I agree with your basic philosophy– that no matter what the betrayed spouse did or does, it is still the cheater who is wrong. This is something I say even when the people in question are my parents. This is what I could tell based on what I witnessed, information I gathered from my sister, as well as logical deductions based on events that later happened.
I will say though that the story of my parents’ marriage was really convoluted and my mother definitely victimized my father with her cheating but his response in reaction also victimized her and it was just wrong. So, to add to the pieces of advice that I’d like to give against normal convention:
3) Just let go. In the long run, everyone would be happier. The sooner you realize it, the happier you will be. The only ones unhappy will be ineffectual and overpaid psychologists.
4) If you need to explain it to your kids, be upfront. Don’t rationalize something or editorialize. I know it’s easier said than done but I know it would’ve been so much easier for me growing up grappling with the moral implications of what I’d seen rather than coming to the conclusion any sane adult would’ve come to about my parents’ actions only after being mentally and emotionally tortured by them. Just communicate with them– neither my mom the cheater or my dad the betrayed spouse ever communicated anything so all I had to go on were what I saw and heard and that was the worst because nothing was sanitized.

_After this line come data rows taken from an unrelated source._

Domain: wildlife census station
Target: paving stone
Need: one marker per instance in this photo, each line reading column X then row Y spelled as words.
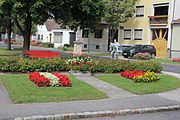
column 111, row 90
column 19, row 118
column 73, row 116
column 38, row 117
column 27, row 118
column 49, row 117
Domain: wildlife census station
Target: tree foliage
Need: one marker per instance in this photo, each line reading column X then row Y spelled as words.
column 118, row 12
column 74, row 13
column 6, row 11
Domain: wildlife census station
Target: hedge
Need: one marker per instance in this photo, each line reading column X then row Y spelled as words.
column 14, row 64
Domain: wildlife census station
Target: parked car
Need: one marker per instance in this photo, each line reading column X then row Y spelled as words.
column 12, row 41
column 130, row 52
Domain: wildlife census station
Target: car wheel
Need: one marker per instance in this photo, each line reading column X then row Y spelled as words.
column 125, row 56
column 153, row 56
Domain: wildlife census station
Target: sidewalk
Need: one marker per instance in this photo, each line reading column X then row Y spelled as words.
column 89, row 108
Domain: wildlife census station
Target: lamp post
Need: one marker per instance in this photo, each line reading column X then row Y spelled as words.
column 89, row 38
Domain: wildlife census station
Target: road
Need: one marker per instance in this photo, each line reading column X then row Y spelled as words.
column 166, row 67
column 172, row 115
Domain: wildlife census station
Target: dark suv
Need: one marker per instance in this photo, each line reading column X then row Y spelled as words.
column 130, row 52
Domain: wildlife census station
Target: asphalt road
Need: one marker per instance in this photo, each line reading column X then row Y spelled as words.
column 166, row 67
column 172, row 115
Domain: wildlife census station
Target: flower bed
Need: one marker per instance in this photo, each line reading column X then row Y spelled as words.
column 139, row 76
column 142, row 56
column 80, row 63
column 176, row 59
column 45, row 79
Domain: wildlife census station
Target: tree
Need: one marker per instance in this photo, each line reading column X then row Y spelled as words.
column 118, row 12
column 6, row 9
column 83, row 13
column 29, row 12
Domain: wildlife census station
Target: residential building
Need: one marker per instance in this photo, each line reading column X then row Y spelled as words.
column 98, row 40
column 53, row 33
column 151, row 24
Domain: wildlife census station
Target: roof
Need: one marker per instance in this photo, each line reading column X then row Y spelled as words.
column 176, row 21
column 51, row 24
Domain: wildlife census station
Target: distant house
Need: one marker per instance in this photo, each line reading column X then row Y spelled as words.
column 175, row 49
column 53, row 33
column 98, row 41
column 151, row 24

5) For betrayed spouses with kids, kill off your emotions and pour all your power into your logic cells. Yes, you were wronged but don’t do things that would fuck it up even worse for yourself or for your kids.
So, that’s my story. I’m not really giving all of the details simply because that’s beyond my comfort level but I wanted to share a different perspective with you since I obviously can’t talk from the Cheater or Betrayed Spouse point of view. Thanks for taking the time to read this.